See in the example below; I make a search using natural language at the beginning and right after, I send an image (from the results of the first search) as query to find its description 👇

Are you ready to innovate your content marketing strategy with AI? Let’s talk!

What is Jina AI?

Han Xiao, Jina AI’s CEO, calls Jina the “TensorFlow” for search 🤩. Besides the fact that I love this definition, Jina is completely open source, and designed to help you build neural (or semantic) search on the cloud. Believe me it is truly impressive. To learn more about Jina, watch Han’s latest video on YouTube “Jina 101: Basic concepts in Jina“.

How can we optimize content for Semantic Search?

Here is what I learned from this experiment:

When creating content, we shall focus on concepts (also referred to as entities) and search intents rather than keywords. An entity is a broader concept that groups different queries. The search intent (or user intent) is the user’s goal when making the query to the search engine. This intent can be expressed using different queries.
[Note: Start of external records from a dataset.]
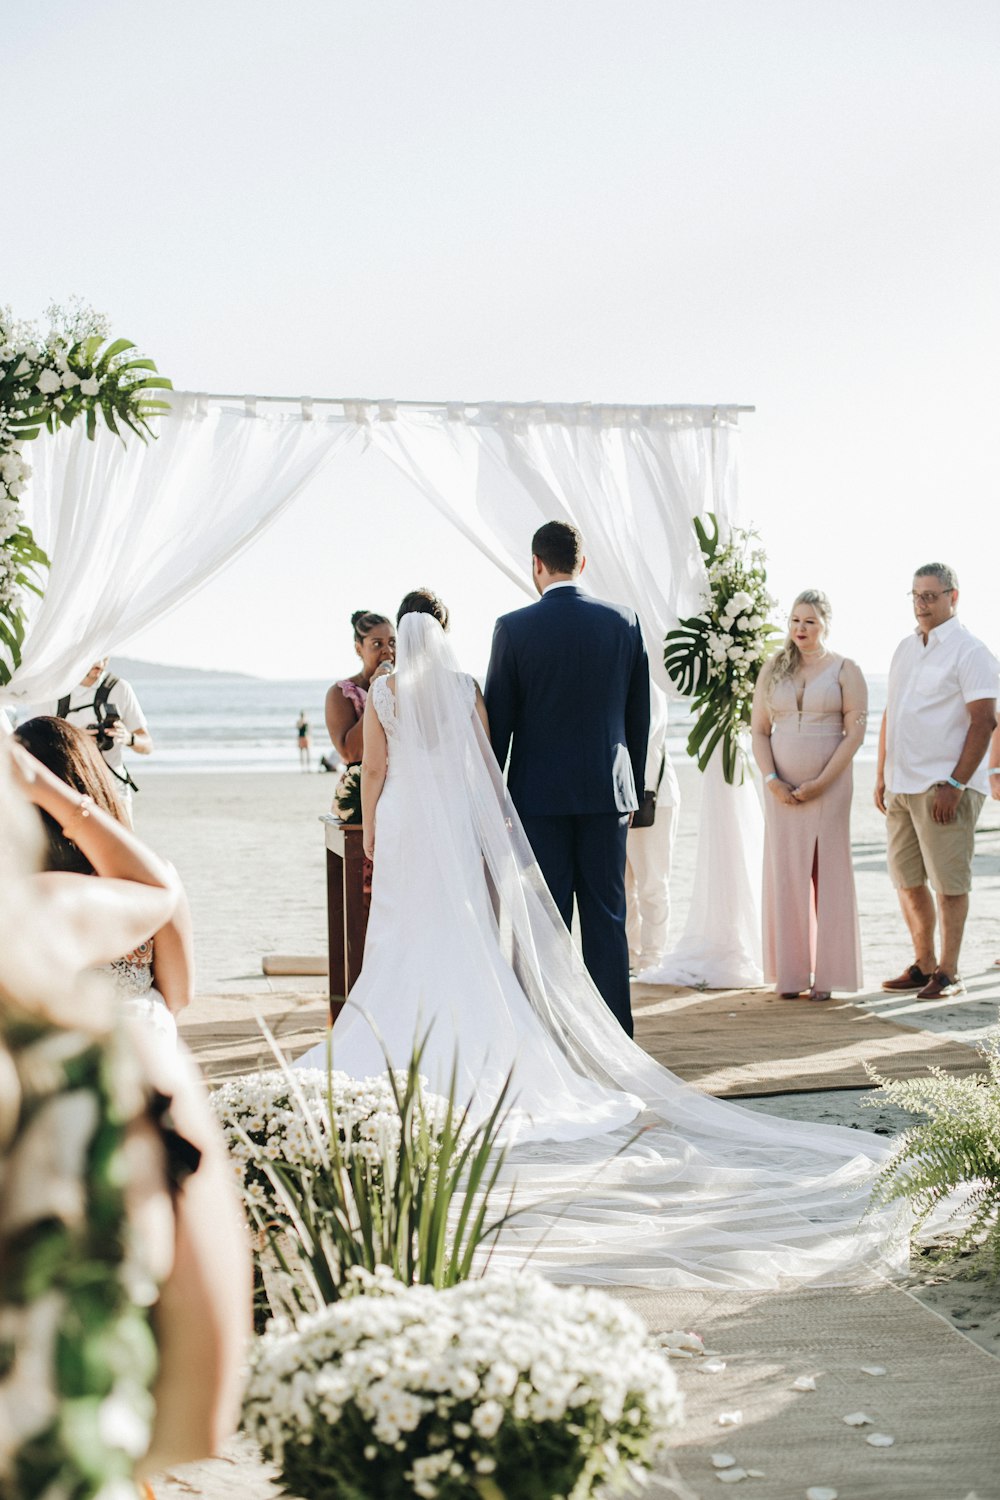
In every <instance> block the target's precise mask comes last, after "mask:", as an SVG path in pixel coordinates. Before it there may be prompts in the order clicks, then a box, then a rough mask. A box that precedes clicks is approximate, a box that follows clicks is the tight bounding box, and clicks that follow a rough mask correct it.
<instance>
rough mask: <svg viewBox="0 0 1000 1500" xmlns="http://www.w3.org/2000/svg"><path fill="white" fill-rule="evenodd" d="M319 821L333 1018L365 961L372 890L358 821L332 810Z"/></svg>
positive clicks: (330, 993)
mask: <svg viewBox="0 0 1000 1500" xmlns="http://www.w3.org/2000/svg"><path fill="white" fill-rule="evenodd" d="M319 822H321V823H322V825H324V831H325V835H327V938H328V945H330V1019H331V1020H336V1019H337V1016H339V1013H340V1010H342V1007H343V1002H345V999H346V996H348V995H349V993H351V989H352V987H354V981H355V980H357V977H358V974H360V972H361V963H363V962H364V935H366V932H367V909H369V903H370V900H372V894H370V891H369V889H366V859H364V849H363V846H361V825H360V823H342V822H340V819H339V817H334V816H333V813H324V814H322V817H321V819H319Z"/></svg>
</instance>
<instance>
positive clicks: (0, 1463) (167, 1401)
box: [0, 732, 250, 1500]
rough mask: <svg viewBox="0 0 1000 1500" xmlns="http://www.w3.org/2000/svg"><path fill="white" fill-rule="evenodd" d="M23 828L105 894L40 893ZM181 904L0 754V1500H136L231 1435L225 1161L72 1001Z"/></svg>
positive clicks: (78, 813) (203, 1126)
mask: <svg viewBox="0 0 1000 1500" xmlns="http://www.w3.org/2000/svg"><path fill="white" fill-rule="evenodd" d="M78 733H81V738H82V739H84V742H85V744H87V745H90V739H88V738H87V735H84V733H82V732H78ZM33 808H37V810H39V811H43V813H46V814H48V817H49V819H51V822H54V823H55V825H57V826H64V828H67V829H69V831H70V832H72V834H73V838H75V840H76V843H78V847H79V850H81V855H82V858H84V859H85V862H87V867H88V868H90V870H94V871H97V873H99V876H100V879H91V877H88V876H85V874H76V873H72V871H55V873H54V871H40V873H33V870H31V864H33V856H34V853H36V849H37V846H39V844H40V840H39V838H37V837H33V835H36V834H37V822H36V819H34V814H33ZM178 901H183V891H181V888H180V882H178V880H177V876H175V873H174V871H172V870H171V867H169V865H168V864H165V862H163V861H162V859H157V856H156V855H154V853H151V850H150V849H147V847H145V846H144V844H142V843H139V840H138V838H135V835H133V834H132V832H130V831H129V828H127V825H126V823H124V822H123V820H121V817H115V816H114V814H112V813H108V811H105V808H103V807H102V805H99V804H97V799H96V796H94V798H93V801H91V799H90V793H84V795H82V796H81V793H79V792H78V790H76V789H75V787H73V786H69V784H66V783H64V781H61V780H60V778H58V777H55V775H54V774H52V772H51V771H48V769H46V768H45V766H43V765H42V763H40V762H39V760H36V759H34V757H33V756H31V754H30V753H28V751H27V750H25V748H24V747H22V745H19V744H16V742H15V741H12V739H6V741H0V932H1V933H3V942H0V1319H1V1322H3V1329H4V1362H6V1364H4V1379H3V1380H1V1382H0V1431H1V1433H3V1442H1V1443H0V1493H3V1496H9V1497H10V1500H13V1497H15V1496H24V1497H27V1496H36V1494H37V1496H40V1494H46V1496H54V1494H69V1493H70V1490H72V1494H84V1493H85V1494H94V1493H96V1491H97V1488H100V1493H102V1494H106V1496H111V1494H112V1493H114V1494H118V1493H120V1491H121V1493H123V1494H124V1493H126V1491H127V1493H129V1494H132V1493H133V1491H132V1485H130V1484H129V1482H127V1479H129V1478H136V1479H138V1478H142V1476H144V1475H154V1473H159V1472H162V1470H165V1469H168V1467H172V1466H174V1464H186V1463H190V1461H192V1460H198V1458H205V1457H208V1455H210V1454H214V1452H217V1451H219V1446H220V1445H222V1442H225V1439H226V1437H228V1436H229V1434H231V1433H232V1431H234V1430H235V1427H237V1421H238V1412H240V1391H241V1367H243V1361H244V1352H246V1340H247V1337H249V1332H250V1326H249V1325H250V1257H249V1247H247V1238H246V1224H244V1223H243V1217H241V1214H240V1208H238V1203H237V1197H235V1191H234V1184H232V1166H231V1161H229V1160H228V1155H226V1149H225V1143H223V1140H222V1136H220V1131H219V1127H217V1124H216V1122H214V1119H213V1118H211V1113H210V1110H208V1106H207V1101H205V1097H204V1086H202V1085H201V1080H199V1079H198V1077H196V1071H195V1068H193V1065H192V1064H190V1061H189V1059H187V1058H186V1056H184V1055H183V1052H178V1053H166V1052H165V1050H163V1049H157V1050H151V1049H150V1047H148V1046H145V1037H144V1034H142V1031H141V1029H136V1028H129V1029H124V1028H118V1026H115V1025H114V1016H112V1011H111V1008H108V1010H106V1011H103V1010H102V1005H100V998H99V996H94V995H91V993H90V992H81V990H79V989H78V981H79V977H81V975H84V974H85V972H88V971H93V969H94V966H99V965H102V963H105V962H108V960H109V959H112V956H114V954H115V953H121V950H123V948H127V947H130V945H133V944H138V942H139V941H141V939H142V936H144V935H147V933H150V932H153V930H160V929H162V927H163V924H165V922H168V921H169V919H171V916H172V915H174V913H175V912H177V906H178ZM42 1058H43V1059H45V1062H43V1065H39V1064H40V1061H42ZM39 1163H42V1164H43V1166H42V1169H39ZM66 1352H69V1353H70V1358H69V1359H67V1358H66ZM150 1398H151V1400H150ZM105 1409H106V1413H108V1421H105V1419H103V1416H105ZM81 1422H82V1425H81ZM81 1434H82V1436H84V1437H85V1442H84V1440H82V1439H81ZM142 1454H144V1455H145V1457H141V1455H142Z"/></svg>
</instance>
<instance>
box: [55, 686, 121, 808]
mask: <svg viewBox="0 0 1000 1500" xmlns="http://www.w3.org/2000/svg"><path fill="white" fill-rule="evenodd" d="M117 685H118V678H117V676H115V675H114V673H112V672H108V675H106V676H103V678H102V679H100V682H97V691H96V693H94V700H93V703H79V706H78V708H75V709H73V712H75V714H78V712H79V709H81V708H93V711H94V717H96V720H97V723H99V724H103V721H105V718H106V717H108V699H109V697H111V694H112V691H114V690H115V687H117ZM70 697H72V693H66V696H64V697H60V700H58V703H57V705H55V717H57V718H64V717H66V714H67V712H69V700H70ZM108 769H109V771H111V775H112V777H114V778H115V781H121V783H123V784H124V786H130V787H132V790H133V792H138V786H136V784H135V781H133V780H132V775H130V772H129V771H127V768H126V769H124V774H121V771H115V769H114V766H112V765H109V766H108Z"/></svg>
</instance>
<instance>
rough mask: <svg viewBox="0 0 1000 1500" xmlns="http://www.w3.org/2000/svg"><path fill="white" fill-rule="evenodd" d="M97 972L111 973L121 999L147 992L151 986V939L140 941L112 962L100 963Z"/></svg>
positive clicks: (116, 987) (151, 953)
mask: <svg viewBox="0 0 1000 1500" xmlns="http://www.w3.org/2000/svg"><path fill="white" fill-rule="evenodd" d="M97 972H99V974H108V975H111V978H112V981H114V987H115V990H117V993H118V996H120V998H121V999H126V1001H127V999H135V998H136V996H141V995H148V992H150V990H151V989H153V939H151V938H150V939H148V941H147V942H141V944H139V947H138V948H133V950H132V953H126V956H124V957H123V959H115V960H114V963H105V965H100V968H99V971H97Z"/></svg>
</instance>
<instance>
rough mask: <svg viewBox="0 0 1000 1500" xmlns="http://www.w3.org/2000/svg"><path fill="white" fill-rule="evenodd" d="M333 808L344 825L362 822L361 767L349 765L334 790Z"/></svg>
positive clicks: (355, 765) (359, 822)
mask: <svg viewBox="0 0 1000 1500" xmlns="http://www.w3.org/2000/svg"><path fill="white" fill-rule="evenodd" d="M333 805H334V808H336V813H337V817H339V819H340V822H342V823H360V822H361V766H360V765H349V766H348V768H346V769H345V771H343V774H342V775H340V780H339V781H337V784H336V786H334V789H333Z"/></svg>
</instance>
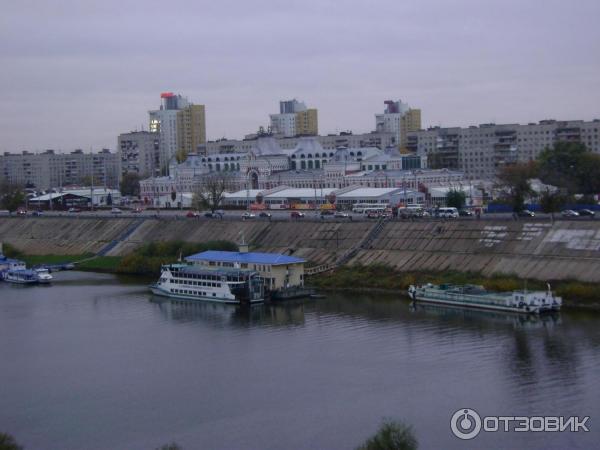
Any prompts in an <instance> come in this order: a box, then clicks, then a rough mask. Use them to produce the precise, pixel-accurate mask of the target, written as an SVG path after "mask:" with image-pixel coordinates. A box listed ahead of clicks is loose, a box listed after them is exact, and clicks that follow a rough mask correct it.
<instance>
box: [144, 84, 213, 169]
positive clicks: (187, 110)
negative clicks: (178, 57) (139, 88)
mask: <svg viewBox="0 0 600 450" xmlns="http://www.w3.org/2000/svg"><path fill="white" fill-rule="evenodd" d="M160 97H161V100H162V104H161V106H160V109H157V110H153V111H149V112H148V115H149V121H150V122H149V126H150V128H149V129H150V131H151V132H154V133H159V149H160V157H159V160H160V167H159V169H160V170H161V171H162V172H163V173H164V172H166V171H167V168H168V164H169V161H170V160H171V158H172V157H173V156H174V155H175V154H176V153H177V151H178V150H183V151H185V152H187V153H191V152H193V151H195V150H196V149H197V147H198V146H199V145H201V144H204V143H205V142H206V117H205V110H204V105H194V104H192V103H190V102H189V101H188V99H187V98H184V97H182V96H181V95H175V94H173V93H172V92H163V93H162V94H160Z"/></svg>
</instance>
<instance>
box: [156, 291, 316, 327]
mask: <svg viewBox="0 0 600 450" xmlns="http://www.w3.org/2000/svg"><path fill="white" fill-rule="evenodd" d="M150 301H151V302H152V303H154V304H156V305H158V307H159V309H160V310H161V311H162V313H163V314H164V315H165V316H166V317H167V318H169V319H171V320H175V321H178V322H196V321H198V322H205V323H210V324H213V325H218V326H236V327H243V328H245V327H249V326H290V325H292V326H293V325H302V324H304V304H303V303H284V304H273V303H269V304H264V303H263V304H259V305H252V307H248V306H241V305H230V304H223V303H214V302H199V301H194V300H181V299H163V298H161V297H153V298H152V299H151V300H150Z"/></svg>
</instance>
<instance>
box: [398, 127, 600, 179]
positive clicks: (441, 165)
mask: <svg viewBox="0 0 600 450" xmlns="http://www.w3.org/2000/svg"><path fill="white" fill-rule="evenodd" d="M559 141H567V142H581V143H583V144H585V145H586V146H587V148H588V149H589V150H591V151H593V152H595V153H600V120H593V121H583V120H574V121H557V120H542V121H541V122H539V123H530V124H528V125H519V124H502V125H496V124H482V125H479V126H471V127H468V128H460V127H454V128H439V127H435V128H430V129H427V130H420V131H416V132H409V133H408V144H407V146H408V148H409V149H410V150H413V151H415V152H417V153H418V154H419V155H425V156H427V159H428V165H429V167H433V168H448V169H459V170H463V171H464V172H465V176H466V177H467V178H469V179H493V178H494V177H495V176H496V175H497V173H498V170H500V169H501V168H502V167H504V166H505V165H507V164H512V163H516V162H526V161H531V160H534V159H536V158H537V157H538V155H539V154H540V152H542V151H543V150H544V149H545V148H546V147H550V146H552V145H554V143H555V142H559Z"/></svg>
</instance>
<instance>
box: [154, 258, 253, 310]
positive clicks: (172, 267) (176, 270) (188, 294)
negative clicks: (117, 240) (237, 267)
mask: <svg viewBox="0 0 600 450" xmlns="http://www.w3.org/2000/svg"><path fill="white" fill-rule="evenodd" d="M150 289H151V291H152V293H153V294H155V295H161V296H164V297H172V298H179V299H187V300H204V301H211V302H218V303H232V304H240V303H258V302H262V301H264V283H263V280H262V278H261V277H260V275H259V274H258V272H255V271H252V270H244V269H234V268H222V267H219V268H207V267H199V266H191V265H187V264H168V265H164V266H162V271H161V274H160V279H159V280H158V282H157V283H155V284H153V285H151V286H150Z"/></svg>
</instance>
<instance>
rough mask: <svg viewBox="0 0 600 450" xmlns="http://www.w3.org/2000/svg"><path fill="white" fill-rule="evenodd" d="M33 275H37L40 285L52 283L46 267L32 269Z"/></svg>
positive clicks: (49, 270)
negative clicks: (33, 274) (34, 272)
mask: <svg viewBox="0 0 600 450" xmlns="http://www.w3.org/2000/svg"><path fill="white" fill-rule="evenodd" d="M33 270H34V272H35V273H37V276H38V281H39V282H40V283H42V284H48V283H50V282H52V278H53V277H52V275H50V270H48V269H47V268H46V267H38V268H37V269H33Z"/></svg>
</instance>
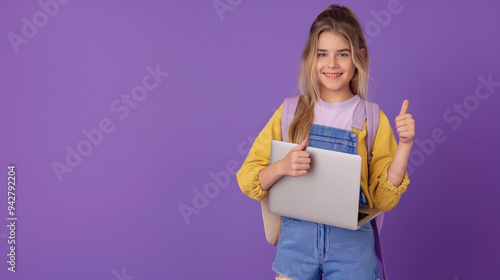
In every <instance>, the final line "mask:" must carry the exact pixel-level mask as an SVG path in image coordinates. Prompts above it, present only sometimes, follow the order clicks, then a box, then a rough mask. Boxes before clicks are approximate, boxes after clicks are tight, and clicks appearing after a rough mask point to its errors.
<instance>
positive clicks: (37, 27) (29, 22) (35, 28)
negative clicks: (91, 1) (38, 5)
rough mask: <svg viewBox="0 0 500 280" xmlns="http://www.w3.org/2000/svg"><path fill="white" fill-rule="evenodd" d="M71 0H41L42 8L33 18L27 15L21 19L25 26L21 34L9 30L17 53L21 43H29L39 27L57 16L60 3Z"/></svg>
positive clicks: (23, 24)
mask: <svg viewBox="0 0 500 280" xmlns="http://www.w3.org/2000/svg"><path fill="white" fill-rule="evenodd" d="M68 2H69V0H48V1H44V0H40V1H38V5H39V6H40V8H41V10H39V11H36V12H35V13H34V14H33V16H32V17H31V20H30V19H28V18H27V17H22V18H21V21H22V22H23V26H22V27H21V33H20V34H21V35H18V34H16V33H14V32H9V33H8V34H7V38H8V39H9V41H10V45H11V46H12V49H14V52H15V53H16V54H18V53H19V45H21V44H27V43H28V42H29V40H30V39H33V38H34V37H35V36H36V35H37V34H38V30H39V28H42V27H45V26H46V25H47V24H48V23H49V18H53V17H55V16H56V15H57V14H58V13H59V10H60V5H66V4H68Z"/></svg>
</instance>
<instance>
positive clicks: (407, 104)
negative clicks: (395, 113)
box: [399, 100, 410, 115]
mask: <svg viewBox="0 0 500 280" xmlns="http://www.w3.org/2000/svg"><path fill="white" fill-rule="evenodd" d="M408 106H410V101H408V100H405V101H404V102H403V105H402V106H401V111H400V112H399V114H400V115H404V114H406V112H408Z"/></svg>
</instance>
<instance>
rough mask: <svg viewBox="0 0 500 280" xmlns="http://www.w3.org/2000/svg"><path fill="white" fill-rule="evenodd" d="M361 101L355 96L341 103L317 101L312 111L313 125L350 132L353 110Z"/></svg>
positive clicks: (343, 101) (321, 99) (353, 114)
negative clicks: (334, 128) (332, 127)
mask: <svg viewBox="0 0 500 280" xmlns="http://www.w3.org/2000/svg"><path fill="white" fill-rule="evenodd" d="M360 100H361V98H360V97H359V96H357V95H355V96H354V97H352V98H351V99H348V100H346V101H343V102H338V103H328V102H326V101H324V100H323V99H321V98H320V99H319V102H318V103H317V104H316V108H315V109H314V122H313V123H314V124H320V125H324V126H330V127H335V128H340V129H346V130H352V119H353V116H354V109H355V108H356V105H357V104H358V102H359V101H360Z"/></svg>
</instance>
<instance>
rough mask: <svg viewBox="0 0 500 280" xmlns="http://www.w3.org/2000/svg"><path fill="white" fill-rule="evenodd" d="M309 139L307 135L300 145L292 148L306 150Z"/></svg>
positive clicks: (296, 150) (293, 148)
mask: <svg viewBox="0 0 500 280" xmlns="http://www.w3.org/2000/svg"><path fill="white" fill-rule="evenodd" d="M308 141H309V137H306V139H304V140H303V141H302V143H300V144H299V145H298V146H296V147H295V148H293V149H292V150H293V151H302V150H304V149H305V148H306V147H307V142H308Z"/></svg>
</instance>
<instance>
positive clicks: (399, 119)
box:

The search engines interpret and disambiguate the meaning behind these queries by using the metadata that we provide.
Information Architecture shall be designed once we understand the search intent. We are used to thinking in terms of 1 page = 1 keyword, but in reality, as we transition from keywords to entities (or concepts), we can cover the same topic across multiple documents. After crawling the pages, the search engine will work with a holistic representation of our content even when it has been written across various pages (or even different media types).
Adding structured data for text, images, and videos adds precious data points that will be taken into account by the search engine. The more we provide high-quality metadata, the more we help the semantic search engine improve the matching between content and user intent.
Becoming an entity in Google’s Knowledge Graph also greatly helps Google understand who we are and what we write about. It can have an immediate impact across multiple queries that refer to the entity. Read this post to learn more how to create an entity in Google’s graph.

Working with Semantic Search Engines like Google and Bing, require an update of your content strategy and a deep understanding of the principles of Semantic SEO and machine learning.